Aquellos que se acercan a estas emociones desde el cerebro infantil sufren la ilusión de tener un agujero interior, un agujero que alguien debe llenar. Esto los hace fácilmente susceptibles a la manipulación, si no a la explotación; tienden a encontrar relaciones con las que buscan rellenar ese “agujero” emocional que imaginan. También se vuelven manipuladores a su vez. Y eso hace que se establezcan patrones de desequilibrio en las relaciones.

Sin embargo, cuando una persona se siente completa, y enfoca el amor desde el cerebro adulto, se responsabiliza de sus propias emociones y de sus conductas. Si enfocamos el la emoción amorosa como un proceso de equilibrio, encontraremos relaciones más estables que satisfagan a las dos partes y que, al mismo tiempo, no aten a ninguno de los miembros. Trágicamente, la ilusión de tener agujeros emocionales fomenta el auto abuso y el abuso de los demás. El auto abuso a veces es directo, como en los casos de automutilación, a través de los cuales se busca obtener atención y, también, sentirse vivos. En algunos casos se da por la frustración al no recibir el amor y la atención que buscan, tratando con ello de salir del entumecimiento emocional que la frustración les crea.

A veces, los comportamientos de autoagresión son intentos de evitar el dolor o la incomodidad, como en la bebida, el consumo de drogas y el descuido de la salud y el bienestar. También puede tomar la forma de abusar de las personas que amas, que puede ser el peor tipo de daño auto infligido.

Afortunadamente, comprender que todo nace del ego, que todo es una ilusión y que, como tal, está en nuestra cabeza y por ello es un hábito, nos da la certeza de que podemos acabar con el sufrimiento generado por el ego, ya que los hábitos pueden cambiarse, así como las conductas inadecuadas.
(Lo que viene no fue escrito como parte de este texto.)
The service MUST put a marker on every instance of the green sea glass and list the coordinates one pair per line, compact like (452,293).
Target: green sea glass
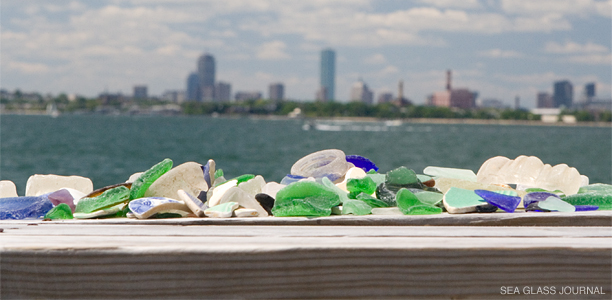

Podemos desarrollar nuevos hábitos de resiliencia, de compasión (hablaré otro día de la compasión interior) por uno mismo y por los demás, y el hábito de mejorar, de apreciar, de conectar y de proteger.

Al final del trayecto, después de haber decidido empezar el viaje hacia ti mismo, te conviertes en la persona que deseas ser, generando un comportamiento consistente y enfocado,  unas acciones de acuerdo con tus valores más profundos y humanos, un compromiso con tu propio Ser.